2’ncisi; 12 yıllık başvekillikten sonra 1937’de birinci tarafından azledilmesine rağmen, birincinin ölümü üzerine ve sırf Mareşal Fevzi Çakmak’ın ordu gücünü kullanarak seçtirmesiyle; 12 yıllık bir diğer askerî şeflik yapan General İsmet İnönü..
***
Demokrat Parti’nin 14 Mayıs 1950 seçimlerinden sonra iktidara gelmesi ve M. Kemal’in son başvekili Celâl Bayar’ın Meclis tarafından Reis-i cumhûr seçilisi.. 10 yıl..
4’üncüsü; 27 Mayıs 1960 Askerî Darbesi’nin lideri General Cemal Gürsel.. O da, Prof. Ali Fuâd Başgil generallerin ağır baskısıyla Meclis üyeliğinden istifa ettirilerek seçtirilmişti.
5’ncisi; -Cemal Gürsel’in 7 ay süren koma hali üzerine- Mart-1966’da Genelkurmay Başkanlığın’ndan getirilip seçtirilen General Cevdet Sunay..
6’ncısı; Mart-1973’de Genelkurmay Başkanı General Faruk Gürler’in cumhurbaşkanlığına adaylığına ve üzerinden savaş uçakları uçurulmasına rağmen Meclis’in, M. Kemal’in emir subaylığını yapmaktan başka hiç bir özelliği olmayan eski Deniz K. Komutanlarından Amiral Fahri Korutürk’ü seçmesi..
7’nci Cumhurbaşkanlığı’na da 12 Eylûl 1980 Askerî Darbesi’nin lideri General Kenan Evren kendisini seçtirmişti; 9 yıl..
8. Cumhurbaşkanlığı’na 1989’da ANAP’ın Meclis’deki ekseriyetiyle seçilen Turgut Özal, 1993’de vefat edince, Süleyman Demirel, CHP (SHP) desteğiyle 9. Cumhurbaşkanı seçilmişti.
2000 yılında da, Anayasa Mahkemesi Başkanlığı’ndan getirilip, ‘Sadece devlet değil, kişiler de laik olmak zorundadır!.’ diyebilen bir diğerinin, ANS’nin 10. C. Başkanı seçtirilmesi..
***
Ve 2007’de, ‘Çankaya’ya çıkacak olan, hanımının başını açacak..’ diye açık dayatma ve muhtıralara ve de generaller cuntasının ordu gücüyle yaptırdığı dev mitingler ve sair engellemelere rağmen.. Tayyib Erdoğan’ın Abdullah Gül’ü aday göstermesi ve 11. Cumhurbaşkanı olarak seçtirmesi..

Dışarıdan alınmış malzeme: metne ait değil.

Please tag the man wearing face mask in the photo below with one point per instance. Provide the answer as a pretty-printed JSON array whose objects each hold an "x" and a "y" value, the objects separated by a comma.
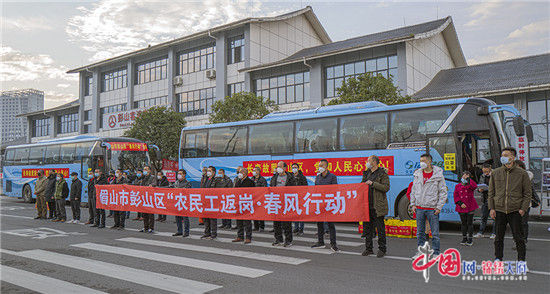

Ve nihayet, 12. Cumhurbaşkanı olarak da Tayyib Erdoğan’ın, ilk kez olarak halk tarafından seçilişi..
***
Erdoğan,bugün zâten mevcud anayasanın geniiiş yetkilerini kullanıyor. Ama, kendisi için değil, kendisinden sonrasında ülkenin bugünkü hükûmet sistemiyle yönetiminin zorluğunu görüyor. İstiyor ki, bu oligarşik vesayet entrikası artık son bulsun.. Nitekim, darbecilerin süngüucuyla kabul ettirdiği 1982 Anayasası bile, değiştirilmesini bütün partiler istedikleri halde, Meclis 35 senedir yeni bir anayasa yapamıyor.
O halde, halk ülke idaresine ve kendi iradesine sahib çıksın; sorumsuz ve sorgulanamaz Cumhurbaşkanlığı dönemi bitsin!
Devlet insan için vardır, insan devlet için değil!.